The finance sector has a vested interest in dissociating itself from the gambling industry itself. In his book, The Poker Face of Wall Street, finance expert Aaron Brown said:
Gambling lies at the heart of economic ideas and institutions, no matter how uncomfortable many people in the financial industry are with the idea.
Indeed, in the immediate aftermath of Tulipmania (the manic buying of tulips and the ridiculous prices they achieved in the mid 17th-century Netherlands) the courts refused to rule in favour of sellers trying to enforce contracts for sale on the grounds that it was a “gambling operation”.
Bluffing and confidence
Not only are the games of finance and gambling incredibly alike but the skill sets are virtually identical, too. Skills that define successful traders, such as a cold-blooded approach toward risk, speedy decision-making under pressure, discipline and a well-trained memory, are the same ones that separate elite poker players from the rest. Brandon Adams, a professional card player who has also taught a class in behavioural finance at Harvard, argued that some of the best traders are professional online card players.
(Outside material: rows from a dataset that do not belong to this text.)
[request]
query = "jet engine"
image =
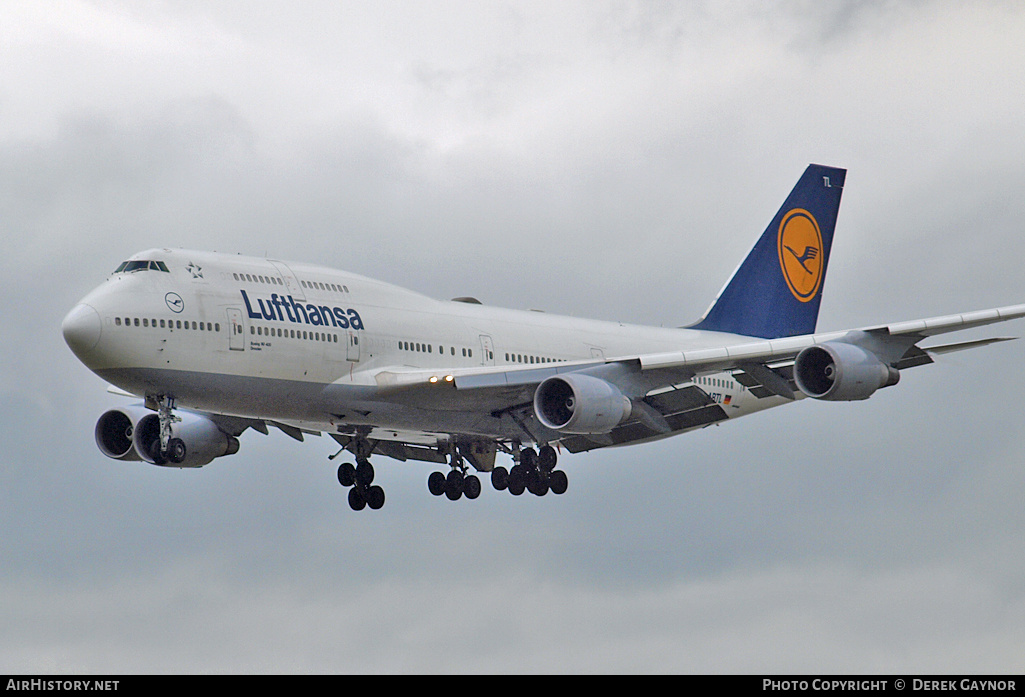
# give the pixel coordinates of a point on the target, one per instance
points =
(115, 429)
(842, 372)
(195, 441)
(575, 403)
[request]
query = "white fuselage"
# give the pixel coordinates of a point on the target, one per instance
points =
(315, 347)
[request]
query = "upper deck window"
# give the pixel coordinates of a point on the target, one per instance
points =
(128, 267)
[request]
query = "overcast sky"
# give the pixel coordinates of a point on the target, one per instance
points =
(600, 159)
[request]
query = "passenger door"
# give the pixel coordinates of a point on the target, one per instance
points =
(236, 330)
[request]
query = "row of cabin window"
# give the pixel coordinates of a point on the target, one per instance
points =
(520, 358)
(278, 282)
(293, 334)
(167, 324)
(429, 349)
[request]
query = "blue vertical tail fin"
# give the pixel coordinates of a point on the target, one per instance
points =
(777, 289)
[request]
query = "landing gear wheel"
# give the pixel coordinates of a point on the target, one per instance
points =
(357, 501)
(453, 485)
(472, 486)
(517, 481)
(346, 474)
(499, 479)
(436, 483)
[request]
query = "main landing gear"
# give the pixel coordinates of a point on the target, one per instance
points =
(457, 483)
(534, 472)
(361, 477)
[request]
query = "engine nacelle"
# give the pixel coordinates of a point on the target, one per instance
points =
(580, 404)
(842, 372)
(199, 441)
(115, 429)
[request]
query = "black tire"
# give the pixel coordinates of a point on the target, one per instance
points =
(453, 485)
(176, 450)
(346, 474)
(436, 483)
(375, 497)
(499, 479)
(559, 482)
(357, 501)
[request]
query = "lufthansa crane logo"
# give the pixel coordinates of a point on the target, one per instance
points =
(174, 302)
(800, 246)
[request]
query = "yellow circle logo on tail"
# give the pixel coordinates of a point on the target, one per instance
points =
(800, 246)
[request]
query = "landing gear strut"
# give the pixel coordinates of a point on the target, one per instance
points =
(361, 477)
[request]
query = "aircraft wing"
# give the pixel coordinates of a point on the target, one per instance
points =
(659, 385)
(892, 341)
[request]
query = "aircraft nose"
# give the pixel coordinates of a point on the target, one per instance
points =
(81, 329)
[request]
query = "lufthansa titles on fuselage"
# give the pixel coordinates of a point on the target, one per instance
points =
(286, 309)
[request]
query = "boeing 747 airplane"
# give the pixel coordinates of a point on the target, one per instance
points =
(213, 344)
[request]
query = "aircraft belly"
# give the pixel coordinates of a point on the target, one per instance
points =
(335, 408)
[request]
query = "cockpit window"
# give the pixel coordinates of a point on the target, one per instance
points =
(128, 267)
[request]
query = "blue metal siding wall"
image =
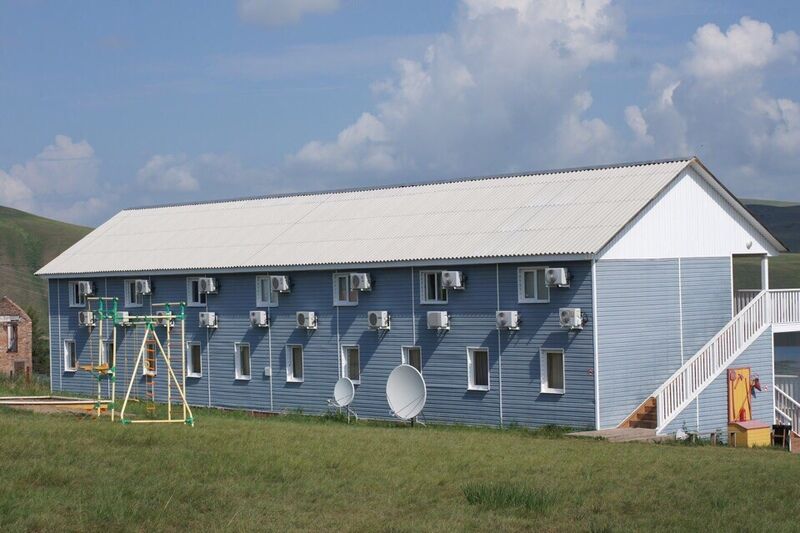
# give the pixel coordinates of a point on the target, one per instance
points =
(711, 408)
(444, 354)
(642, 306)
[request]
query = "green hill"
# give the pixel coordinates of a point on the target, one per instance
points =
(27, 242)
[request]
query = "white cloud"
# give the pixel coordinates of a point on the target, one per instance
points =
(506, 88)
(273, 13)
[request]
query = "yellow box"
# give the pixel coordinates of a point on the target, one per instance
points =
(749, 434)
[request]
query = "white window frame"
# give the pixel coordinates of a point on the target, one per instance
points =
(68, 366)
(345, 363)
(191, 371)
(423, 288)
(191, 302)
(237, 349)
(132, 298)
(272, 298)
(404, 359)
(521, 298)
(342, 303)
(75, 298)
(545, 386)
(471, 368)
(154, 371)
(289, 352)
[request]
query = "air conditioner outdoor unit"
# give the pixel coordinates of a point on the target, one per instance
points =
(279, 283)
(438, 320)
(359, 281)
(452, 279)
(571, 317)
(259, 319)
(378, 319)
(556, 277)
(86, 319)
(85, 288)
(508, 320)
(306, 319)
(207, 285)
(142, 286)
(208, 319)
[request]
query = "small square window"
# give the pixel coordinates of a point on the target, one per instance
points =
(194, 297)
(194, 361)
(343, 294)
(478, 368)
(412, 355)
(431, 290)
(531, 285)
(132, 297)
(70, 356)
(242, 350)
(294, 363)
(351, 363)
(265, 296)
(552, 371)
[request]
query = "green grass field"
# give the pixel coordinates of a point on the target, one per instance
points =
(235, 472)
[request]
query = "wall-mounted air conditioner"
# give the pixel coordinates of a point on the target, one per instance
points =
(207, 285)
(142, 286)
(378, 319)
(86, 319)
(556, 277)
(279, 283)
(438, 320)
(306, 319)
(571, 317)
(508, 320)
(259, 319)
(360, 281)
(452, 279)
(208, 319)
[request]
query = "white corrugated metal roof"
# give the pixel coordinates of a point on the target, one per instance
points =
(567, 212)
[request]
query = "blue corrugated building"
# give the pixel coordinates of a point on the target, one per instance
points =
(618, 282)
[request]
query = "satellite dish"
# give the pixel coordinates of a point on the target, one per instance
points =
(343, 392)
(406, 392)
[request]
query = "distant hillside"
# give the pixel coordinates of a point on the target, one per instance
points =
(27, 242)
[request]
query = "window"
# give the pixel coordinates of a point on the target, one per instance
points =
(132, 298)
(70, 357)
(265, 296)
(149, 363)
(242, 350)
(76, 297)
(195, 360)
(294, 363)
(342, 293)
(478, 368)
(552, 371)
(193, 295)
(12, 337)
(431, 290)
(531, 286)
(351, 363)
(412, 355)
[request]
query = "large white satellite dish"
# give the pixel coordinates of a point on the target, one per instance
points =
(343, 392)
(406, 392)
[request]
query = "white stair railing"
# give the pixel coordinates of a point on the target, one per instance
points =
(699, 371)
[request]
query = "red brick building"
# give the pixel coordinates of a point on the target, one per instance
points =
(16, 339)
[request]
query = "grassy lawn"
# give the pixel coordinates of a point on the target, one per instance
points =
(236, 472)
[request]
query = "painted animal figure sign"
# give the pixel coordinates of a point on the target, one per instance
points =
(406, 392)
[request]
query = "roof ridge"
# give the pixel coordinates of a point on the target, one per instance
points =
(567, 170)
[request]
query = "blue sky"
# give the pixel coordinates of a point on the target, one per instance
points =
(109, 105)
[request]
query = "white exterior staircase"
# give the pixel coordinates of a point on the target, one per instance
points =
(765, 309)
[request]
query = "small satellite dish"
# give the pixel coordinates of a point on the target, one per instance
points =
(406, 392)
(343, 392)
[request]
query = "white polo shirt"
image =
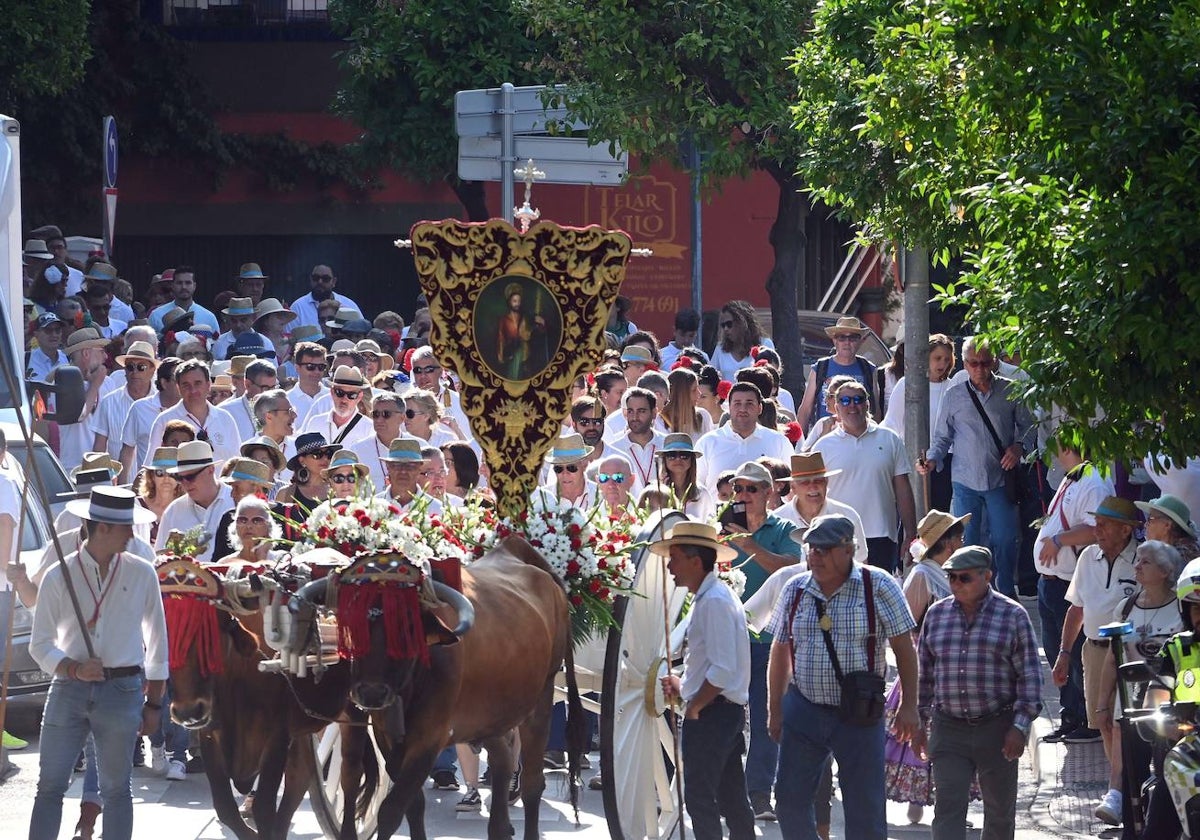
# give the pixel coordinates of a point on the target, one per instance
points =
(1098, 588)
(868, 465)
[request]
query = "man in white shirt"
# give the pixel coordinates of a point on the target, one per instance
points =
(743, 438)
(184, 286)
(211, 424)
(322, 281)
(640, 441)
(311, 366)
(204, 501)
(874, 477)
(342, 424)
(109, 676)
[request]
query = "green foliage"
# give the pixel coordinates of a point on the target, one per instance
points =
(407, 60)
(1055, 148)
(43, 47)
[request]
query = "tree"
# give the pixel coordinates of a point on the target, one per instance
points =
(406, 63)
(1055, 149)
(657, 75)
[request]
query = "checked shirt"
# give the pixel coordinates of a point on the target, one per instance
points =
(976, 670)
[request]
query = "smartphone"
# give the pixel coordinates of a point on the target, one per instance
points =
(736, 514)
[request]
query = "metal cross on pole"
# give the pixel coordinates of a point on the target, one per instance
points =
(526, 214)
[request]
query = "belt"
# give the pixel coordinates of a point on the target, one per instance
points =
(979, 719)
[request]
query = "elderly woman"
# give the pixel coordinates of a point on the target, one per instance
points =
(1153, 612)
(251, 533)
(424, 419)
(1169, 520)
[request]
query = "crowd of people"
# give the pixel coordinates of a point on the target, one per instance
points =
(241, 419)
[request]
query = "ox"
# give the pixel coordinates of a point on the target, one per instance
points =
(253, 725)
(475, 689)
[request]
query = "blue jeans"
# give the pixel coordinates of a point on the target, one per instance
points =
(810, 735)
(112, 713)
(713, 781)
(1005, 534)
(1053, 607)
(763, 755)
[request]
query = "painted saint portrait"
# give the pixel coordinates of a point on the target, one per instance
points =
(517, 327)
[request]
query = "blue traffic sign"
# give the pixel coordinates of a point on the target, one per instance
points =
(109, 151)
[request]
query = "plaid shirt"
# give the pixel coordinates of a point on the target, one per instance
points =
(811, 671)
(976, 670)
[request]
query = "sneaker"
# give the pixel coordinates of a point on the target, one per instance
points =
(13, 743)
(760, 803)
(1109, 810)
(471, 802)
(445, 780)
(1081, 736)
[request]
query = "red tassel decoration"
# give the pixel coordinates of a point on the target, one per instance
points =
(193, 622)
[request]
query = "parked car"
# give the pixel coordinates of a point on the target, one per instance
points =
(27, 682)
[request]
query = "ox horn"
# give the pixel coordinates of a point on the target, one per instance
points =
(460, 604)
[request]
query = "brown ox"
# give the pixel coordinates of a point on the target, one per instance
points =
(253, 727)
(499, 677)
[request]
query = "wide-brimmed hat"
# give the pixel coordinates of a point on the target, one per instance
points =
(99, 461)
(372, 348)
(1173, 508)
(346, 457)
(847, 324)
(969, 557)
(112, 505)
(165, 457)
(35, 249)
(83, 339)
(251, 271)
(569, 449)
(191, 457)
(239, 306)
(935, 523)
(247, 469)
(310, 443)
(1115, 508)
(263, 442)
(693, 534)
(343, 316)
(348, 377)
(273, 306)
(811, 466)
(639, 355)
(678, 442)
(405, 449)
(105, 273)
(139, 351)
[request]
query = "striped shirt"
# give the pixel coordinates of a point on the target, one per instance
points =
(972, 670)
(811, 671)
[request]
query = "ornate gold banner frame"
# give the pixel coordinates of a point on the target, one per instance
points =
(519, 317)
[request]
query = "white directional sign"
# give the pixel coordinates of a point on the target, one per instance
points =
(565, 160)
(480, 113)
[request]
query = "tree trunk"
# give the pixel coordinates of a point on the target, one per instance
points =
(785, 283)
(473, 198)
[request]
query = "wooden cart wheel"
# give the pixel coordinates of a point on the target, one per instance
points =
(641, 797)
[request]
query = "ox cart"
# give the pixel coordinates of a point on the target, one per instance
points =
(619, 675)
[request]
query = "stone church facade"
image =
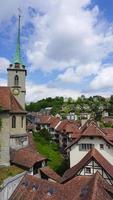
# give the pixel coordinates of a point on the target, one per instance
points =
(12, 108)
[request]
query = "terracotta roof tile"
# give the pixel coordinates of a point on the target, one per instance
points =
(43, 119)
(91, 131)
(8, 102)
(50, 173)
(92, 154)
(79, 188)
(26, 157)
(54, 121)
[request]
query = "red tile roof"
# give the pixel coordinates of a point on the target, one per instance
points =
(92, 131)
(79, 188)
(50, 173)
(92, 154)
(8, 102)
(68, 127)
(54, 121)
(43, 119)
(108, 132)
(26, 157)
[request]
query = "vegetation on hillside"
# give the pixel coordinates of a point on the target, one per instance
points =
(94, 105)
(50, 150)
(6, 172)
(56, 104)
(0, 119)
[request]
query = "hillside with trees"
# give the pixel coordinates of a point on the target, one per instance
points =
(94, 105)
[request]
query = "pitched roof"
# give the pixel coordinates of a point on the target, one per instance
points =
(68, 127)
(92, 154)
(91, 131)
(50, 173)
(43, 119)
(90, 188)
(108, 132)
(54, 121)
(8, 102)
(26, 157)
(79, 188)
(33, 188)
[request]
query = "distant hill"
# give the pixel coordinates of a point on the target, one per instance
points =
(95, 104)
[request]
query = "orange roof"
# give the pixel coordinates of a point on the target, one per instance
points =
(79, 188)
(26, 157)
(50, 173)
(91, 131)
(8, 102)
(92, 154)
(54, 121)
(67, 127)
(43, 119)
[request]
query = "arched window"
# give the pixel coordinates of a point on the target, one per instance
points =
(16, 80)
(22, 121)
(13, 122)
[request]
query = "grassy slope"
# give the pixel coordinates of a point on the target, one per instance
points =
(6, 172)
(50, 150)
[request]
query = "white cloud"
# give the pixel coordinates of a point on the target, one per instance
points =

Two of the key elements of gambling – bullying and bluffing – are the subjects of recent research by Nobel Laureate, Robert Shiller. In his book, Phishing for Phools, he delivers a fundamental challenge to the efficient market (EMT) theorists who claim that you “can’t beat the market” by arguing that as long as there is profit to be made, sellers will systematically exploit our psychological weaknesses and our ignorance through manipulation and deception.
Central to any manipulation and deception is the role played by confidence and its dangerous partner, overconfidence. In another book, Animal Spirits, Shiller proposed five key psychological factors – the most important of which is confidence (or lack of it) in the economy and one’s personal place in it. The problem is that while confidence is essential to raise the billions needed to fuel modern industry, it is also an essential tool with which to fool naïve investors.
Financial advisors – or “tipsters” in gambling vernacular – understand that confidence is the key to gaining a customer’s trust. Tipsters, financial advisors, wealth managers, fund managers – all understand and depend on our basic need to trust each other, and them.
Advisors, tipsters and trust
Professor of Economics Paul Seabright believes that the need to trust has evolved in the modern economy to such a point that “people give complete strangers sums of money they would not dream of entrusting to their next door neighbours”. They do this because “professionals” have acquired prestige, power and wealth by “owning” knowledge and expertise and then selling it. This creates a dependency and a “pretence of knowledge”, Seabright says. As such, the customer believes in the expertise of the “professional” without question.
But once the language becomes real and “advisors” are recognised as “tipsters”, then the transactions become demystified. These financial “tipsters” want you to give them your money to bet with. They want to charge you a “management” fee to bet with your money then they want a percentage of any profit made on that bet. If the bet loses then that is, of course, down to you.
If people understand that this is what they are buying and they choose to listen to other people gambling with their money (on horses, football or stocks and shares) then so be it. But many people who gamble just don’t get it and that is what is dangerous. As long as the financial sector is not understood for what it is – “the gambling known as business” – then financial scams and banking scandals will continue.